Sunday, June 13, 2010
The Dreadful Game
It didn't take long to remind us ignorant soccer haters what it is about the game we so loathe.
The US and England was hyped to the moon and I fell for it. Even cutting short yardwork to make sure I was inside at the specifically mentioned “1:30” game time I had been hearing all week.
Of course, game time was really 2:30, so I swallowed good chunks of Mike Tirico and some other dude I've never seen doing pre-game.
Oh. Sorry. Pre-”match”. Soccer lingo.
Some ninety odd minutes and orange slices later, we had an entirely un-satisfactory 1-1 tie for all of that hype and build-up.
The British side was pissed. The Yanks were sheepishly happy. And I had dozed off to the drone of the vuvuzelas.
Soccer is just as bad to watch as it was when I left it, which was four years ago at the last World Cup. You know, the one where the idiotic Frenchman headbutted an opponent costing his nation the Cup. Don't ask me about the rest of that year's tournament. That's all I remember.
Right off the bat, this year's Cup fell into comfortable cliches. Two games. Two goals. Two ties.
Ah yes, but I know. If I only had the requisite soccer knowledge and global sporting intellect, those 2 goals would have been the crown jewels on a subtle and complex tapestry woven by the 22 players on the pitch.
But I don't. I'm American, and I prefer my sports to be interesting.
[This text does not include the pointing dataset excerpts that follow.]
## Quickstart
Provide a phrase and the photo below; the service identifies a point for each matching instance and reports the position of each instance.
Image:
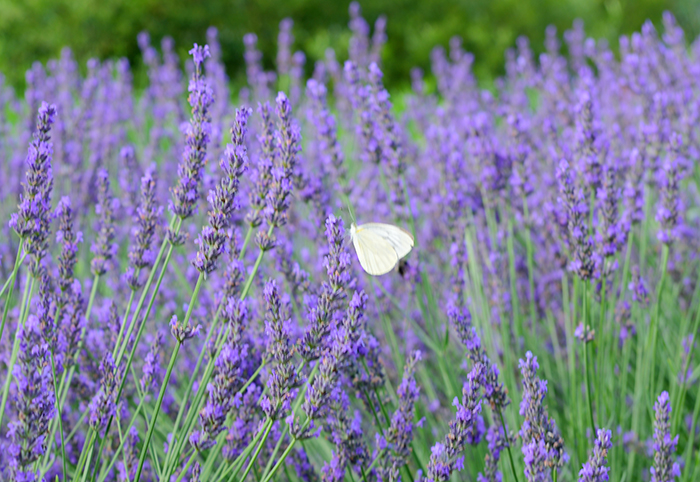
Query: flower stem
(11, 284)
(510, 454)
(164, 384)
(187, 466)
(589, 395)
(654, 327)
(257, 451)
(58, 416)
(15, 346)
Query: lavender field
(181, 300)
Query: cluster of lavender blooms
(207, 320)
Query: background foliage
(32, 30)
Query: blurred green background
(37, 29)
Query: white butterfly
(380, 246)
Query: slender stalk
(237, 464)
(297, 404)
(187, 466)
(282, 458)
(146, 288)
(510, 455)
(589, 395)
(654, 328)
(11, 284)
(115, 457)
(257, 451)
(58, 416)
(15, 346)
(10, 279)
(126, 315)
(161, 395)
(199, 396)
(684, 384)
(164, 384)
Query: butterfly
(379, 246)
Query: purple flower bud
(665, 469)
(31, 222)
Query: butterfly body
(379, 246)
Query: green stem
(10, 279)
(586, 368)
(654, 328)
(58, 415)
(115, 457)
(164, 384)
(257, 451)
(11, 283)
(300, 398)
(237, 464)
(246, 241)
(684, 384)
(510, 455)
(15, 346)
(199, 396)
(187, 466)
(170, 457)
(161, 395)
(125, 317)
(281, 460)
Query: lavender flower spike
(104, 247)
(399, 435)
(543, 447)
(466, 428)
(213, 240)
(595, 470)
(34, 403)
(31, 222)
(147, 214)
(186, 193)
(664, 469)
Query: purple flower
(638, 287)
(226, 382)
(337, 264)
(152, 365)
(665, 469)
(285, 171)
(126, 468)
(494, 391)
(262, 173)
(222, 201)
(467, 427)
(576, 212)
(104, 247)
(346, 433)
(285, 39)
(331, 152)
(497, 442)
(595, 469)
(543, 447)
(186, 193)
(283, 375)
(399, 435)
(182, 333)
(668, 213)
(147, 214)
(103, 405)
(34, 403)
(31, 222)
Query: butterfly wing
(377, 256)
(400, 239)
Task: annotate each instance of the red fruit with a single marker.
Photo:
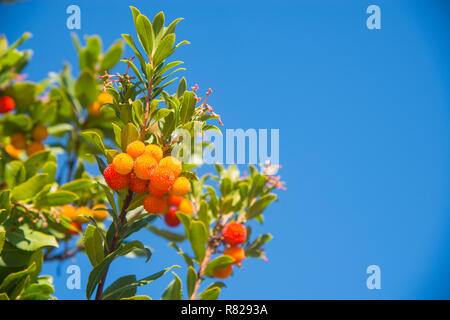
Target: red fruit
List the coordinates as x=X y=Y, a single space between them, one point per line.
x=115 y=180
x=6 y=104
x=156 y=190
x=171 y=218
x=77 y=226
x=137 y=185
x=234 y=233
x=163 y=178
x=174 y=200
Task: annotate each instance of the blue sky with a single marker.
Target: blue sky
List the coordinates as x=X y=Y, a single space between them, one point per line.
x=364 y=133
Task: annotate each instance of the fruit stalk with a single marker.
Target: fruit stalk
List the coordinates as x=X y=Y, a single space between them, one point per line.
x=123 y=214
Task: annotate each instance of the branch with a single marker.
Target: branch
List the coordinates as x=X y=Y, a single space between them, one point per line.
x=122 y=217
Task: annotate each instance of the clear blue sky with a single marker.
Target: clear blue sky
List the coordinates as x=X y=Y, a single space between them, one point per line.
x=364 y=133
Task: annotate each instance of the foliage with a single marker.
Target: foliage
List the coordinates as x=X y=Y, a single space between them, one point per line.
x=46 y=194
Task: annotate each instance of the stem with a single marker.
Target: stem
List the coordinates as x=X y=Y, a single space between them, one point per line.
x=123 y=214
x=213 y=243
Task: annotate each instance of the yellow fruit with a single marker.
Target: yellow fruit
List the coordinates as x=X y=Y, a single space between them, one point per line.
x=94 y=109
x=136 y=149
x=82 y=210
x=155 y=151
x=100 y=214
x=19 y=141
x=144 y=166
x=39 y=133
x=173 y=164
x=68 y=211
x=181 y=186
x=123 y=163
x=186 y=206
x=13 y=152
x=33 y=147
x=105 y=98
x=154 y=204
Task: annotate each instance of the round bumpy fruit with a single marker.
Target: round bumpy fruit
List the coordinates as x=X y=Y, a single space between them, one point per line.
x=83 y=210
x=174 y=200
x=186 y=206
x=155 y=151
x=19 y=141
x=115 y=180
x=100 y=212
x=123 y=163
x=136 y=149
x=144 y=166
x=234 y=233
x=224 y=272
x=33 y=147
x=154 y=204
x=13 y=152
x=181 y=186
x=173 y=164
x=6 y=104
x=68 y=211
x=235 y=252
x=77 y=226
x=163 y=178
x=137 y=185
x=105 y=98
x=39 y=133
x=171 y=218
x=156 y=191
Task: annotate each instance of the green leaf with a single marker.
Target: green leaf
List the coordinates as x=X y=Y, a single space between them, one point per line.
x=172 y=236
x=35 y=163
x=112 y=56
x=14 y=173
x=187 y=107
x=191 y=280
x=258 y=207
x=210 y=294
x=24 y=238
x=37 y=291
x=145 y=33
x=94 y=138
x=86 y=88
x=139 y=283
x=98 y=271
x=199 y=238
x=173 y=290
x=57 y=198
x=164 y=49
x=92 y=240
x=137 y=298
x=129 y=134
x=158 y=25
x=218 y=263
x=119 y=290
x=77 y=185
x=29 y=188
x=181 y=87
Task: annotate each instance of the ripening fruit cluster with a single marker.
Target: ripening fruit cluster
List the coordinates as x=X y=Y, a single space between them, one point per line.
x=6 y=104
x=233 y=234
x=31 y=143
x=103 y=98
x=143 y=169
x=99 y=212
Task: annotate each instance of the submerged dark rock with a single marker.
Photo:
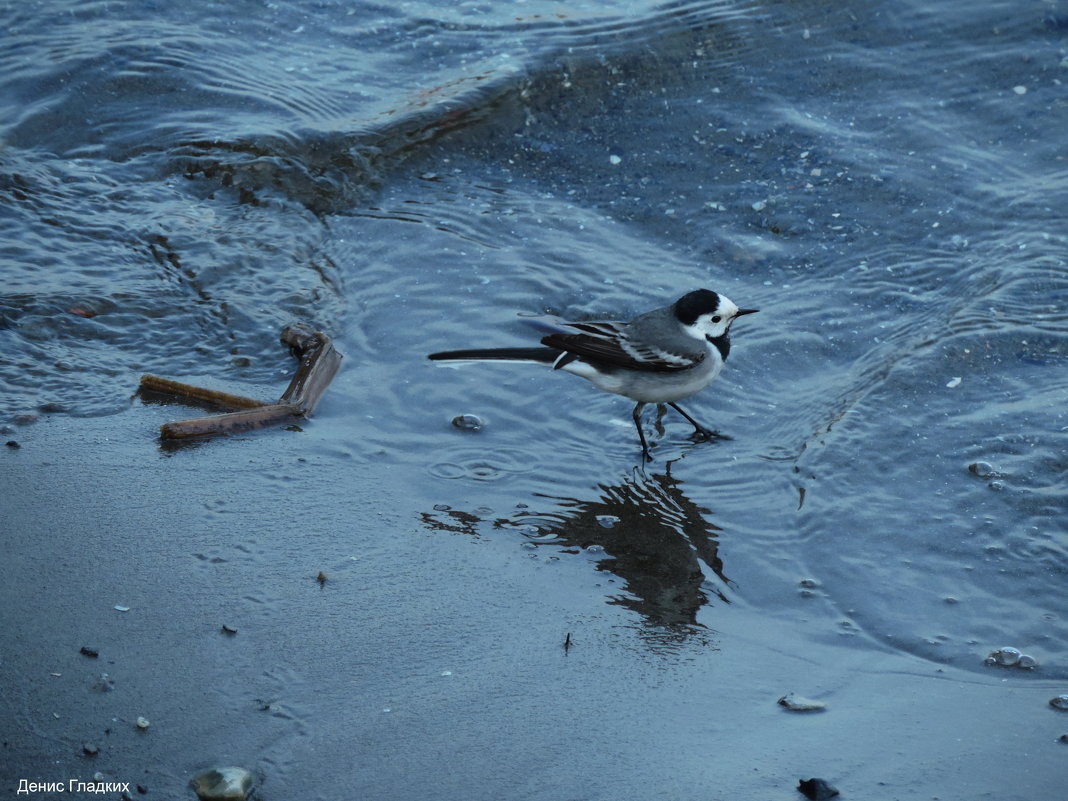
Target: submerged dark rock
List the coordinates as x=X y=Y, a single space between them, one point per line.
x=817 y=789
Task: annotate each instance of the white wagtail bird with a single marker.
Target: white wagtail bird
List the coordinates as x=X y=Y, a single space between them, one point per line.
x=659 y=357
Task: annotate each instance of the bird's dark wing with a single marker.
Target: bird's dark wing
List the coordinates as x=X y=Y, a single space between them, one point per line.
x=603 y=345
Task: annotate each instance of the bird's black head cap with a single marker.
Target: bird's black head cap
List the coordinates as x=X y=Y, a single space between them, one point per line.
x=693 y=304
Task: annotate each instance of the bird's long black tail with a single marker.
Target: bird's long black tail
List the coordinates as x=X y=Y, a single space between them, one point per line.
x=543 y=355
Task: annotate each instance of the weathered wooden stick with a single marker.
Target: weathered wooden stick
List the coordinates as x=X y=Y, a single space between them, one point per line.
x=233 y=422
x=200 y=394
x=318 y=364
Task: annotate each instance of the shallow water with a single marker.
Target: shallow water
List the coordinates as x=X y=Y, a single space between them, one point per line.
x=885 y=182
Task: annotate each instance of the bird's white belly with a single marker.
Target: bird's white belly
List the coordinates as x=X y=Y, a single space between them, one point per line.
x=649 y=388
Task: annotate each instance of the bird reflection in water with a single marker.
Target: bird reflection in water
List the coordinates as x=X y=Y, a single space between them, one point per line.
x=653 y=537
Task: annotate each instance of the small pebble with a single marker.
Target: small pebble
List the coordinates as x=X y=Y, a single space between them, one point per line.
x=222 y=784
x=468 y=422
x=800 y=704
x=1004 y=657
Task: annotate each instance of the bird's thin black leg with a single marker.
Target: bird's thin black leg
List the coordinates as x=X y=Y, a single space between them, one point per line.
x=641 y=435
x=706 y=433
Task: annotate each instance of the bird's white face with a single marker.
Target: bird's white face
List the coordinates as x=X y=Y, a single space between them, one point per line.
x=716 y=324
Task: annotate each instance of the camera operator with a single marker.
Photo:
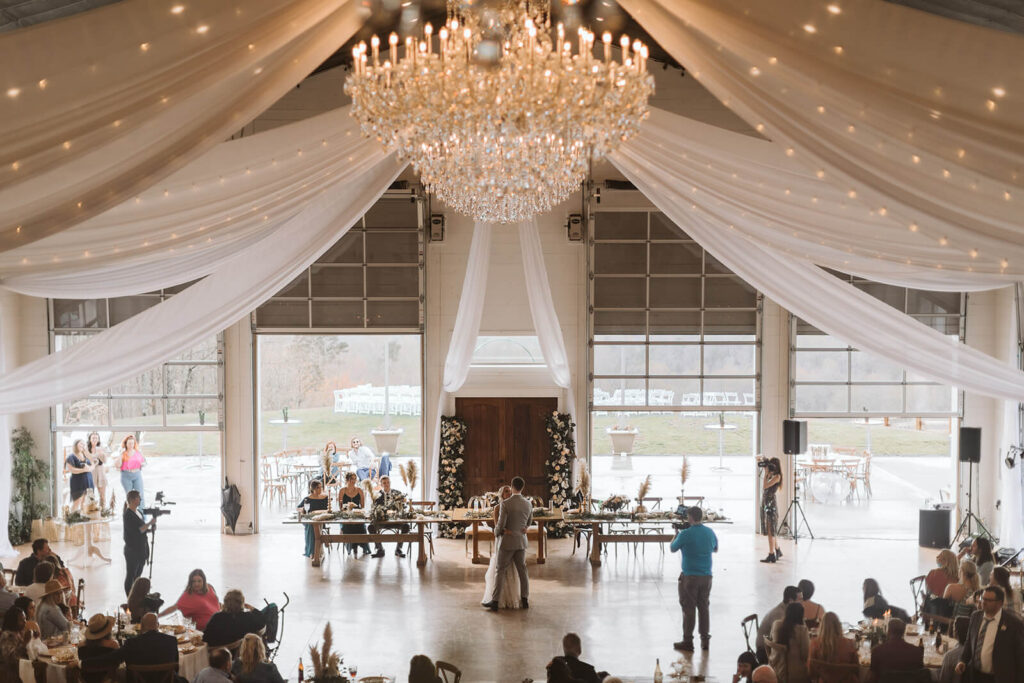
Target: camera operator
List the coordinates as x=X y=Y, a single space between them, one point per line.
x=771 y=468
x=136 y=543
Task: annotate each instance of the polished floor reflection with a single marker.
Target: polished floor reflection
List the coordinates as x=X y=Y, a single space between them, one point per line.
x=384 y=611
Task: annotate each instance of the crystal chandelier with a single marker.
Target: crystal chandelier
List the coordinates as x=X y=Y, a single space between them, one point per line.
x=499 y=113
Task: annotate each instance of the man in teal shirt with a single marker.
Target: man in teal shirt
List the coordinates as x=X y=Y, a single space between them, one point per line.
x=696 y=543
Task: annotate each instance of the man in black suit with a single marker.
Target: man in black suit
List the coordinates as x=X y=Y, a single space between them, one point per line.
x=27 y=567
x=136 y=543
x=994 y=648
x=572 y=648
x=896 y=654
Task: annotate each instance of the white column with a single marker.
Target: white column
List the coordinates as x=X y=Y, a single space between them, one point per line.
x=990 y=328
x=774 y=396
x=241 y=454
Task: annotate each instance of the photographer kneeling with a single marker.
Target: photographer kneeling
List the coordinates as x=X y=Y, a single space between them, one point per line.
x=136 y=543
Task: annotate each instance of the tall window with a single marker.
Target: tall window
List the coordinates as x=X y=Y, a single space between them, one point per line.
x=675 y=364
x=372 y=279
x=833 y=379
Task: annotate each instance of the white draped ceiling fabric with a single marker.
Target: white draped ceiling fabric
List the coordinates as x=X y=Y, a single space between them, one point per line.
x=919 y=117
x=344 y=189
x=470 y=312
x=100 y=105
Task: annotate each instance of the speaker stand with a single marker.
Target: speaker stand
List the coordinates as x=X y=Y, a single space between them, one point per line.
x=965 y=529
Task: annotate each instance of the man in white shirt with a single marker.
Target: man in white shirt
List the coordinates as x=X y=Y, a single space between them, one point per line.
x=994 y=650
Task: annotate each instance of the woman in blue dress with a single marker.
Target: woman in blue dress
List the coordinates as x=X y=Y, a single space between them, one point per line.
x=80 y=466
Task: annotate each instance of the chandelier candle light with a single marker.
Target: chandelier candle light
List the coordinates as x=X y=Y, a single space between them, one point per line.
x=500 y=114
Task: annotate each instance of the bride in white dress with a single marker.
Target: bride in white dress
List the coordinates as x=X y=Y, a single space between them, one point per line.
x=509 y=599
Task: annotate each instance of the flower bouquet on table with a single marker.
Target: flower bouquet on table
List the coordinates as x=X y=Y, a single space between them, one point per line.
x=395 y=508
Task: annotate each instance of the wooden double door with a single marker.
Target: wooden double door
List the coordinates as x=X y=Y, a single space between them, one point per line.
x=507 y=437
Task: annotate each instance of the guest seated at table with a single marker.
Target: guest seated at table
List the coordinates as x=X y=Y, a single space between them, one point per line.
x=350 y=498
x=949 y=660
x=421 y=670
x=558 y=672
x=745 y=664
x=13 y=644
x=150 y=646
x=219 y=670
x=316 y=501
x=28 y=607
x=813 y=612
x=936 y=581
x=198 y=602
x=790 y=662
x=961 y=595
x=64 y=575
x=790 y=594
x=43 y=573
x=386 y=498
x=98 y=647
x=27 y=567
x=252 y=665
x=7 y=597
x=571 y=650
x=52 y=612
x=832 y=647
x=980 y=552
x=141 y=601
x=876 y=606
x=1000 y=578
x=361 y=458
x=232 y=622
x=896 y=653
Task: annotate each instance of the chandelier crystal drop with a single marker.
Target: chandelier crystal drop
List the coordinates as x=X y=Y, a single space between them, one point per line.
x=499 y=113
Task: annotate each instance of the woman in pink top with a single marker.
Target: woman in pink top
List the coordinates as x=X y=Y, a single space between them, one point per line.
x=131 y=462
x=198 y=602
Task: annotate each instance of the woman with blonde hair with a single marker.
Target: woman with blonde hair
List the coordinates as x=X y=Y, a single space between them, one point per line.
x=252 y=666
x=830 y=648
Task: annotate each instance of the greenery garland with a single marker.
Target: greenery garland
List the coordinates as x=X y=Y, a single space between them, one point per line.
x=451 y=471
x=559 y=465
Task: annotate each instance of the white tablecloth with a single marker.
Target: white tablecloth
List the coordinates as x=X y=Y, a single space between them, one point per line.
x=188 y=666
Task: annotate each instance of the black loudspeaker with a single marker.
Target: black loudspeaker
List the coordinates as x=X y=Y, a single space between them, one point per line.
x=933 y=528
x=970 y=450
x=794 y=437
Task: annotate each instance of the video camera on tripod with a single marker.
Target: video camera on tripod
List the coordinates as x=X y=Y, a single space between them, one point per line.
x=161 y=508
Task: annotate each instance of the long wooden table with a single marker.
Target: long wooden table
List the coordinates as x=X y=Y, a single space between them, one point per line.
x=463 y=515
x=323 y=536
x=599 y=537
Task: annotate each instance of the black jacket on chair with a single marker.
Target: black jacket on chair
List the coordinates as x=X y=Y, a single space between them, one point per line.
x=1008 y=651
x=150 y=648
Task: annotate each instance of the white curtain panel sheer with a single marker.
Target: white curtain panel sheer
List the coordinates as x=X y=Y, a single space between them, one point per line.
x=182 y=228
x=464 y=334
x=823 y=300
x=98 y=107
x=240 y=285
x=919 y=116
x=752 y=185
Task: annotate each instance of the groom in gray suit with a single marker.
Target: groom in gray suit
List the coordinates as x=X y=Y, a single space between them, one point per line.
x=514 y=517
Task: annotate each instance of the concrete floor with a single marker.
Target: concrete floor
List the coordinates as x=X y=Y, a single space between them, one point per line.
x=384 y=611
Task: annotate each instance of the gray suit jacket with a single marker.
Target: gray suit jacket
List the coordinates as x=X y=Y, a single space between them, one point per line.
x=514 y=516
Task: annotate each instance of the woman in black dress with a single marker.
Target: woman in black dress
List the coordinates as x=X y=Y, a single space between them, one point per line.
x=314 y=502
x=81 y=474
x=351 y=498
x=769 y=507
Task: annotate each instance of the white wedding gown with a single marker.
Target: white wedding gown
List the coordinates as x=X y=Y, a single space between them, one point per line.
x=509 y=599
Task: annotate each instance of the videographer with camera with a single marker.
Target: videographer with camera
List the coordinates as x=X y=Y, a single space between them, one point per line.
x=696 y=543
x=136 y=541
x=771 y=468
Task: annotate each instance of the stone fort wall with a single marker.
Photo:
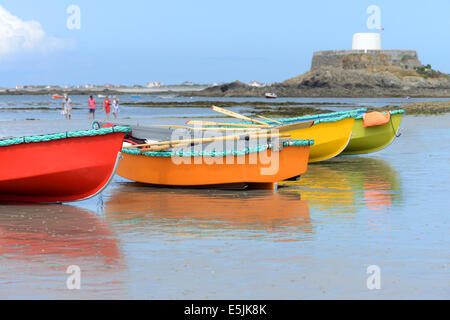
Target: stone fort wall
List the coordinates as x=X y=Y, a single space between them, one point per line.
x=361 y=59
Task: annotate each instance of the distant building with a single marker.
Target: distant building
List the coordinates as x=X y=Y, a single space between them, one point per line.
x=366 y=52
x=154 y=84
x=255 y=84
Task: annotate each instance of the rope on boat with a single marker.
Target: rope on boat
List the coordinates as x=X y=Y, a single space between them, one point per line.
x=168 y=154
x=333 y=115
x=324 y=117
x=63 y=135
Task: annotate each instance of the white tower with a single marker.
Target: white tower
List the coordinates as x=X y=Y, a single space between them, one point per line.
x=366 y=41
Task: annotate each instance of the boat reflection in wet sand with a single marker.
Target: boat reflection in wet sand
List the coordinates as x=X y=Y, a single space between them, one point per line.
x=346 y=184
x=58 y=234
x=186 y=211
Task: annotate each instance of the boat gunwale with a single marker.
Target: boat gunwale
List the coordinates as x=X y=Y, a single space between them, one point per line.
x=63 y=135
x=257 y=149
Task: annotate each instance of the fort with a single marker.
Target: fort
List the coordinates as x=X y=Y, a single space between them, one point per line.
x=366 y=53
x=364 y=59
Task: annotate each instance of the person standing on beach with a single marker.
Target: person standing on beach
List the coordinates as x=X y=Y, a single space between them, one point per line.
x=92 y=104
x=107 y=107
x=67 y=107
x=115 y=107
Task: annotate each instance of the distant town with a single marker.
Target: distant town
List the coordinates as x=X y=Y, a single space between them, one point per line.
x=149 y=85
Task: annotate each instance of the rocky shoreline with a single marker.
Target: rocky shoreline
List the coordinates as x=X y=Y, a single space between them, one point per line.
x=335 y=82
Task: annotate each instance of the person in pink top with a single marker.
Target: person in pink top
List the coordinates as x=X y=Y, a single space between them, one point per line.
x=92 y=105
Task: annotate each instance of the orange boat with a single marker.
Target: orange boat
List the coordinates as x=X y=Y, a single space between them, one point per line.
x=60 y=167
x=242 y=165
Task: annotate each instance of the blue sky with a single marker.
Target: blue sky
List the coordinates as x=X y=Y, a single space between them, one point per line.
x=172 y=41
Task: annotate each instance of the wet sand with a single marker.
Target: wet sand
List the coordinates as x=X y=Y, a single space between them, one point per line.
x=312 y=239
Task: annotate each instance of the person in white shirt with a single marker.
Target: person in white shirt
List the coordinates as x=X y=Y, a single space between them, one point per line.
x=115 y=107
x=67 y=107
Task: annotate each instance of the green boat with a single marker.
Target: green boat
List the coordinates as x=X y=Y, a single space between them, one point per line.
x=363 y=140
x=372 y=139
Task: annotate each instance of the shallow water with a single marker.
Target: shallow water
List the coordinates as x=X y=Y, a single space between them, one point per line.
x=43 y=107
x=309 y=239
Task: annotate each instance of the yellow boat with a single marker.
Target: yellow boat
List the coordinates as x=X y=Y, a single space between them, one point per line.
x=363 y=140
x=331 y=136
x=372 y=139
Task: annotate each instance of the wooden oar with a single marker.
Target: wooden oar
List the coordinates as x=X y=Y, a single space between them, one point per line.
x=236 y=115
x=206 y=129
x=208 y=140
x=287 y=127
x=240 y=125
x=268 y=119
x=295 y=126
x=189 y=141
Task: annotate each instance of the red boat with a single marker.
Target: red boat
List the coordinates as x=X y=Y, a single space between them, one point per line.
x=60 y=167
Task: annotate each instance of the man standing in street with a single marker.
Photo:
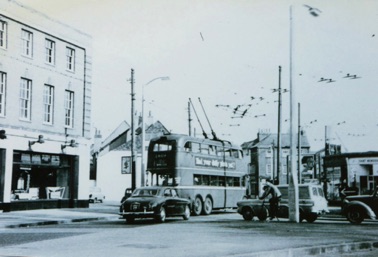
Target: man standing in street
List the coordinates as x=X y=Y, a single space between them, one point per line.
x=275 y=198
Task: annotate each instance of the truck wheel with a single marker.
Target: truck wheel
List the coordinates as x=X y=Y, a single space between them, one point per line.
x=130 y=220
x=197 y=208
x=161 y=216
x=186 y=213
x=207 y=206
x=311 y=217
x=355 y=215
x=263 y=214
x=247 y=214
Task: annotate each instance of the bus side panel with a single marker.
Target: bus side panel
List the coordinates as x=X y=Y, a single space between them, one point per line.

The reasons why soccer hasn't “caught on” here as a spectator sport are obvious. And the rest of the world isn't changing it for our sake. A decision with which I concur. You'll never convert us anyway, so why mess with a winning product everywhere else?
There are many stupid things about soccer, but the lack of scoring remains the stupidest.
A 1-0 deficit, and your side is playing with the burden of 11 elephants on their backs.
A 2-0 deficit and you are now just out there getting some exercise.
A 3-0 defeat and the newspapers back home will call you an “embarassment.”
This level of scoring just doesn't make sense.
It is so hard to score in soccer, it would be like basketball played on 30 foot rims.
Soccer eliminates the most fundamentally exciting thing about sports: the comeback.
There are no comebacks in soccer. If a team comes back to win a game after going down 3-0, it'll become local lore on par with a Loch Ness Monster sighting.
“Ah, yes, laddie. 'Member da time when Tottenham came back aginst ManU ta win dat one, four da tree?”
“Sure do, laddie. Octoober ninth, nine-teen-fifty-one. Da greetest dah in Hotspur histray!”
My humble suggestion for soccer would be to do away entirely with “off-sides.” I mean, how bad would the game look in comparison to now? You have 11 guys, so do we. If a guy is cherry picking, you might want to mark him. Spread out the players, open some lanes, allow for some over-the-top passing.
And for god sakes, get the goal count comfortably into the 5 to 4 range per game.
A quality effort for a soccer team usually produces perhaps 10-12 goal scoring “chances.” Not necessarily shots, or even shots-on-frame, but just a dozen moments where you actually say: “Hey, in theory, this team might score here.”
Assuming 20 quality chances per game total, over 90 plus minutes, that's barely one every five minutes.
And soccer fanatics like to rip the NFL for all of the “breaks in the action.” Child, please.
Hey, huddles in football don't last 4 minutes. And you can score from anywhere on the field.
In spectacular fashion.
What a shock soccer has never caught our fancy in America.